It's not that hard to generate code that has a high degree of ILP in the arithmetic portions. Your big tool is loop unrolling combined with not reusing registers between iterations, which trades off higher register count for higher usable ILP. Here's an example of what I'm talking about. The code is just a naive loop that sums up the numbers in a buffer in serial.
Naive:
MOV $r9,BufferPointer
MOV $r10,BufferSize
MOV $r0,0
LOOP:
ADD $r0,$r0,[$r9]
ADD $r10,$r10,-4
ADD $r9,$r9,4
JPGZ $r10,LOOP
With loop unrolling (Assume size is divisible by 4).
MOV $r9,BufferPointer
MOV $r10,BufferSize
MOV $r0,0
LOOP:
ADD $r0,$r0,[$r9]
ADD $r0,$r0,[$r9+4]
ADD $r0,$r0,[$r9+8]
ADD $r0,$r0,[$r9+12]
ADD $r10,$r10,-16
ADD $r9,$r9,16
JPGZ $r10,LOOP
With loop unrolling and register optimization:
MOV $r9,BufferPointer
MOV $r10,BufferSize
MOV $r0,0
MOV $r1,0
MOV $r2,0
MOV $r3,0
LOOP:
ADD $r10,$r10,-16
ADD $r0,$r0,[$r9]
ADD $r1,$r1,[$r9+4]
ADD $r2,$r2,[$r9+8]
ADD $r3,$r3,[$r9+12]
ADD $r9,$r9,16
JPGZ $r10,LOOP
ADD $r0,$r0,$r1
ADD $r1,$r2,$r3
ADD $r0,$r0,$r1
Without any unrolling, we waste a lot of time updating pointers and counters.
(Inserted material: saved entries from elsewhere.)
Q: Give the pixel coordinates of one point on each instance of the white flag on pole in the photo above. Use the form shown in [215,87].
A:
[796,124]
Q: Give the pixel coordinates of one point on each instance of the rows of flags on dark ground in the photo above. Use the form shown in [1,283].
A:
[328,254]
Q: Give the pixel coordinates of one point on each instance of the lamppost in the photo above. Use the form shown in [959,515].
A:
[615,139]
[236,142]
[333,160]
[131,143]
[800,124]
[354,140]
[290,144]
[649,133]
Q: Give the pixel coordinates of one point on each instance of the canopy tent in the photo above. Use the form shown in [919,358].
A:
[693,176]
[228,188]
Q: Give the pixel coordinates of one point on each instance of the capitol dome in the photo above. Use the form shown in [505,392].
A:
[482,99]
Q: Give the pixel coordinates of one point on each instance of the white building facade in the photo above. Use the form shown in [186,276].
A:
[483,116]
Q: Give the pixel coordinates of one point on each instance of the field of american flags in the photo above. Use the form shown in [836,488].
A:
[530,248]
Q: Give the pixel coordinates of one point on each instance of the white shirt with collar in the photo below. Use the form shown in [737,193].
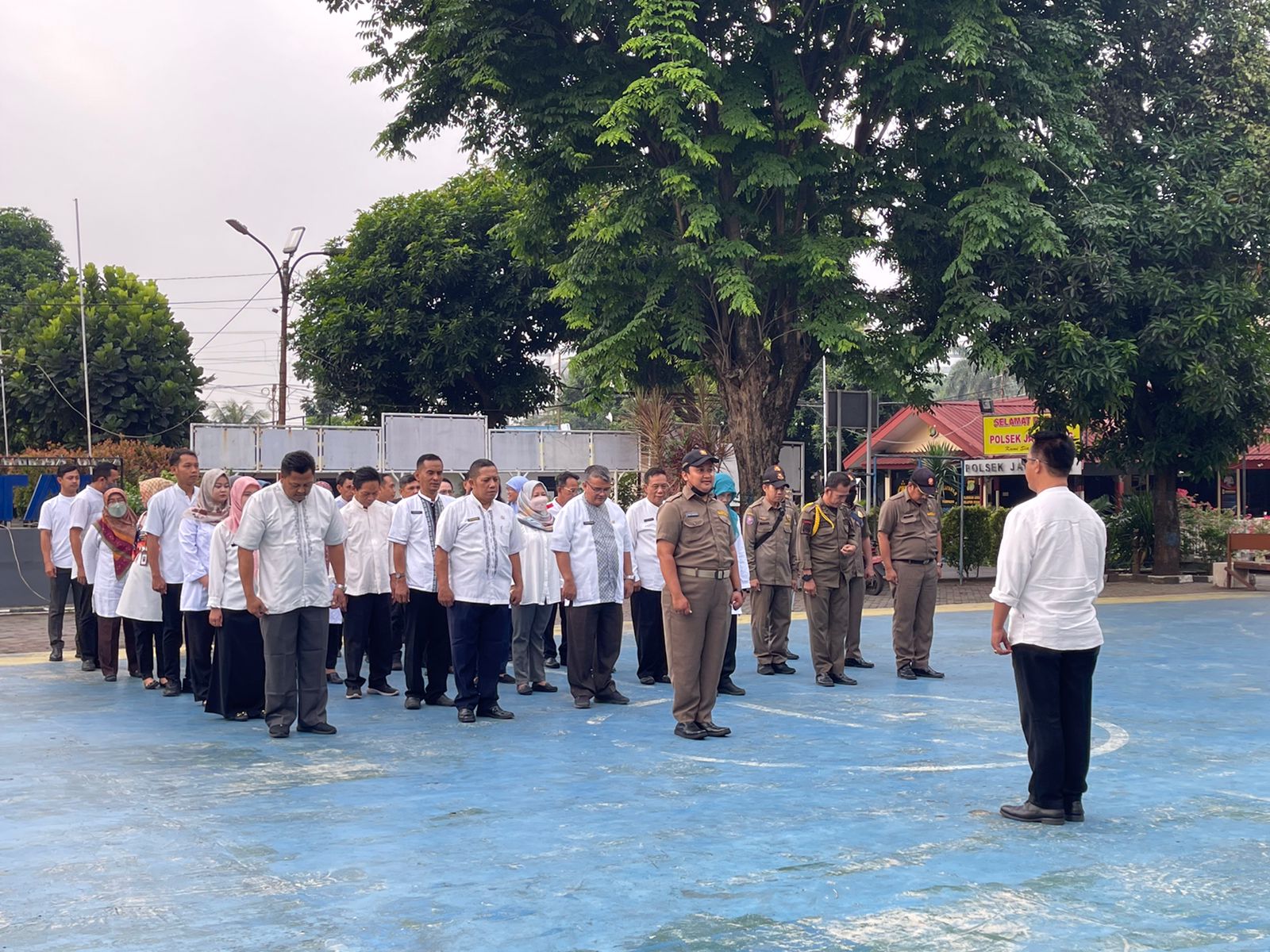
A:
[414,528]
[168,511]
[1051,569]
[291,539]
[641,524]
[480,543]
[368,555]
[575,533]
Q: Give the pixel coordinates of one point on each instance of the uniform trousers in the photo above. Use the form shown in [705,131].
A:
[595,643]
[295,679]
[695,645]
[1056,701]
[478,645]
[912,626]
[427,647]
[368,634]
[649,634]
[770,609]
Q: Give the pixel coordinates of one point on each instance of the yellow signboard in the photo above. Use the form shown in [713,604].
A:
[1011,436]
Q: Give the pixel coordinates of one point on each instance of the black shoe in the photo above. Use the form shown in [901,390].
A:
[317,729]
[690,730]
[1030,812]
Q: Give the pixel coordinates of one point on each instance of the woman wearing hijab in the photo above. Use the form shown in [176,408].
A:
[114,546]
[237,689]
[541,578]
[725,490]
[210,508]
[140,603]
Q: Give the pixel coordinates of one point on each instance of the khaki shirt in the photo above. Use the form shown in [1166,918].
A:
[772,564]
[819,546]
[912,528]
[700,530]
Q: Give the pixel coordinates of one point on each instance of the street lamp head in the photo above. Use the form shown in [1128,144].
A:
[294,240]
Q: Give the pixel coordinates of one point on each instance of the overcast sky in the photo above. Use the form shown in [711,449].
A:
[167,118]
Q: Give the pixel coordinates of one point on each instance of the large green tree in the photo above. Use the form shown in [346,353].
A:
[427,310]
[1153,330]
[143,381]
[704,177]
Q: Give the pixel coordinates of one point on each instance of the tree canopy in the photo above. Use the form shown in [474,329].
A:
[704,177]
[429,310]
[143,381]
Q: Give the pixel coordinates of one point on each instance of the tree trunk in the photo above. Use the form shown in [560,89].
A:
[1164,497]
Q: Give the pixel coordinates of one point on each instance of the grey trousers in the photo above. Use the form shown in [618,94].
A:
[295,666]
[529,626]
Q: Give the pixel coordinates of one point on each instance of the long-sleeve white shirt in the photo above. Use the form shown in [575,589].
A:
[1051,569]
[291,539]
[641,524]
[575,533]
[368,555]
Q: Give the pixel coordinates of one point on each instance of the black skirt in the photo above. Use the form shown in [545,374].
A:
[238,668]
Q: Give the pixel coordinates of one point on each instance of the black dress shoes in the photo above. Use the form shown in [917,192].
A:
[1030,812]
[690,730]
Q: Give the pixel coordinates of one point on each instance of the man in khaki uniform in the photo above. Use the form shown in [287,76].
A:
[827,547]
[911,549]
[772,550]
[702,585]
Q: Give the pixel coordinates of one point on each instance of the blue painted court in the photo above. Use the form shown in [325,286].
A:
[833,819]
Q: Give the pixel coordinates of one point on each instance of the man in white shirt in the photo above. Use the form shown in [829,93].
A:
[55,546]
[84,511]
[368,628]
[478,568]
[414,587]
[594,550]
[295,531]
[647,598]
[1049,570]
[167,511]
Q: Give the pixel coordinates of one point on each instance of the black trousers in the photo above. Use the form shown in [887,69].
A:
[478,644]
[651,634]
[169,659]
[1056,701]
[368,632]
[594,649]
[86,621]
[59,590]
[200,636]
[427,647]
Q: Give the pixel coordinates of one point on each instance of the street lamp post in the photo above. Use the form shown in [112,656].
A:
[285,270]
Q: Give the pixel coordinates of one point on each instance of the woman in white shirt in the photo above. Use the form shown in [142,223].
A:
[210,508]
[237,687]
[112,543]
[541,578]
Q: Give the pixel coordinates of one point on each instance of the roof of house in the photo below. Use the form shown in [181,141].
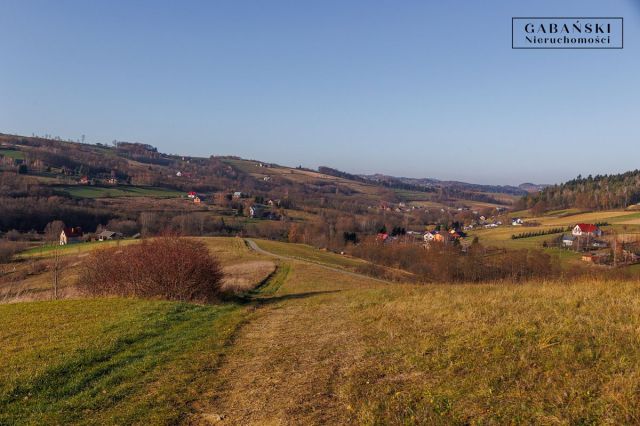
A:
[108,234]
[73,231]
[587,227]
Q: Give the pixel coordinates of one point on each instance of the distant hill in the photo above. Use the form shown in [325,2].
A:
[433,184]
[532,187]
[598,192]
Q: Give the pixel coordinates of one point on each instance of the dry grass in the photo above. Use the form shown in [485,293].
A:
[30,277]
[326,347]
[359,352]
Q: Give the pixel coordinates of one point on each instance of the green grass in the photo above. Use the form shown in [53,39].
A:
[312,254]
[75,248]
[85,191]
[108,361]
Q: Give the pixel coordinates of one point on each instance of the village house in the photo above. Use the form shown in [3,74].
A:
[596,257]
[586,230]
[256,211]
[382,236]
[107,235]
[430,236]
[70,235]
[568,240]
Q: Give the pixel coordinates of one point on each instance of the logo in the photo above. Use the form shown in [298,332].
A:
[567,33]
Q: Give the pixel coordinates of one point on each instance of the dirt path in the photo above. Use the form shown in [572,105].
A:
[253,246]
[289,364]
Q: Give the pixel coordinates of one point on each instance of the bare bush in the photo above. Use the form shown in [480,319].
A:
[164,268]
[8,249]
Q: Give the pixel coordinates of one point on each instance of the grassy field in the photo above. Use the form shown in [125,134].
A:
[312,254]
[243,268]
[319,346]
[85,191]
[108,361]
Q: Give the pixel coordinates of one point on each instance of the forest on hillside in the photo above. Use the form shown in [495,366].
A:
[600,192]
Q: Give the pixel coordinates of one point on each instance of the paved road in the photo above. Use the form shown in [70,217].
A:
[253,246]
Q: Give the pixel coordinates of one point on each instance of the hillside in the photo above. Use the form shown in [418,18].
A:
[600,192]
[320,345]
[132,187]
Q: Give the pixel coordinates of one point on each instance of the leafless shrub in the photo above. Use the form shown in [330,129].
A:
[8,249]
[165,268]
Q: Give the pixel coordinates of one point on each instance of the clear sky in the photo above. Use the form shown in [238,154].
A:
[408,88]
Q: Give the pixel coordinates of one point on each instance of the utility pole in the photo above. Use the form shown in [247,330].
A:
[56,270]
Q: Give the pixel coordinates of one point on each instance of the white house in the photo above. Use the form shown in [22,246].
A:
[568,240]
[586,230]
[429,236]
[70,235]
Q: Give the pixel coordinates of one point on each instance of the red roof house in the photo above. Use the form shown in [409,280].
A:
[586,229]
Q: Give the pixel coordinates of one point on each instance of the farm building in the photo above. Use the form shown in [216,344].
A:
[430,236]
[597,258]
[70,235]
[586,230]
[107,235]
[568,240]
[257,211]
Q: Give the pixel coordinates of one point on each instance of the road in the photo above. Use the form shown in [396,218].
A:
[253,246]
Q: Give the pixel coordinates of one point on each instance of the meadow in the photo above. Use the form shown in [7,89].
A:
[320,346]
[85,191]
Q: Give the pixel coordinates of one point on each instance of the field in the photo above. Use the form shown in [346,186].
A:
[85,191]
[319,346]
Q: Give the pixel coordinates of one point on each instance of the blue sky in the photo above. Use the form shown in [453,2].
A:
[413,88]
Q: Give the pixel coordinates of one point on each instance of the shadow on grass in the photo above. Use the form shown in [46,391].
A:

Unrolling fixes this, making most of the instructions inside the loop contribute to the actual computation. However, the repeated adds to $r0 generate read after write hazards, meaning the pipeline will stall before each one! To fix that, we split the accumulation to use 4 independent registers and reduce them at the end. This gets rid of all the RAW hazards between the adds. We also moved updating the loop counter to the top of the loop so that we avoid the read after write hazard on the jump comparison.
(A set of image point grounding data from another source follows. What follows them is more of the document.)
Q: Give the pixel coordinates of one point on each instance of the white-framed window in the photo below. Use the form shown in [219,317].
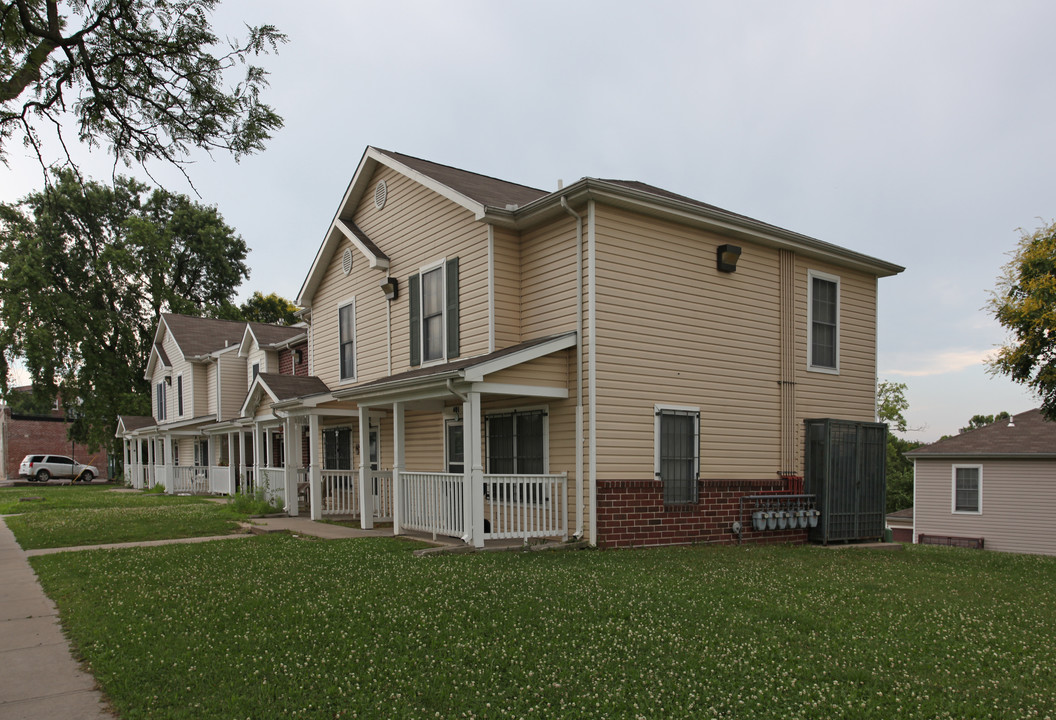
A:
[432,314]
[180,396]
[517,441]
[967,495]
[676,452]
[346,339]
[823,322]
[159,392]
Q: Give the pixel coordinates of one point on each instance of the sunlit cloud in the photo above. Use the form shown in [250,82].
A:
[940,363]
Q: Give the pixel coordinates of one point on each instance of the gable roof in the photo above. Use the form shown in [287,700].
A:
[280,387]
[519,206]
[1028,435]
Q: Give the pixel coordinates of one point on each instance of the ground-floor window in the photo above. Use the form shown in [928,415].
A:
[677,452]
[516,442]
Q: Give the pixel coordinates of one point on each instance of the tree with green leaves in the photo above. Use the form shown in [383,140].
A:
[149,78]
[891,406]
[86,269]
[269,308]
[983,420]
[1024,303]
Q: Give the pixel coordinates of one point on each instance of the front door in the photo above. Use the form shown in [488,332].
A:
[455,448]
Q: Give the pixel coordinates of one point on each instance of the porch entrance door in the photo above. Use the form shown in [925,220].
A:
[455,450]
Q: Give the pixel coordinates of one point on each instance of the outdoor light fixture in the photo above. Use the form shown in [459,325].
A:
[391,287]
[728,257]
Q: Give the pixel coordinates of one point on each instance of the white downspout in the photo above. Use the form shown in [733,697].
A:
[579,367]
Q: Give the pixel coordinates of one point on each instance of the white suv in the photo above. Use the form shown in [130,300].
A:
[42,468]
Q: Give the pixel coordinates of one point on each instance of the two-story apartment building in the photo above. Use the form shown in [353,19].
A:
[609,360]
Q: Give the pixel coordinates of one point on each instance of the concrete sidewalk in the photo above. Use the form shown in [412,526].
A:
[39,679]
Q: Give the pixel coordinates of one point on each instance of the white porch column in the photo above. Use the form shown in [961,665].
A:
[473,484]
[315,470]
[170,467]
[398,461]
[291,432]
[365,487]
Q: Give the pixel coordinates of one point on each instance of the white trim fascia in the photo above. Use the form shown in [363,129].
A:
[476,373]
[526,391]
[355,342]
[344,229]
[828,277]
[491,287]
[953,496]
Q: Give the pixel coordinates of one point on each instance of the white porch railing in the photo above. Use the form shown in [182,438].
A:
[272,482]
[220,480]
[340,492]
[525,506]
[189,479]
[432,503]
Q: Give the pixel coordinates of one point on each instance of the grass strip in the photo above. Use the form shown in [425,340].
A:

Latencies between arithmetic instructions can be fairly easily avoided through this type of optimization, simply because they're so short. This is somewhat different on a superscalar CPU where instead of a 6 cycle dependency lasting 6 instructions, you have it last, say, 4*6 instructions due to having 4 parallel pipelines! Oh, and the pipelines are longer due to the high target clockspeeds. This is where OoO starts being relevant.
There is, of course, a pink elephant in the room: Memory transactions. When you suddenly have to cover a 200 cycle access to DRAM, trying to find other instructions to cover this is sketchy at best. Your best hope is that you have a really good cache system to prevent as many of these transactions as possible, or else have another handy thread to switch to.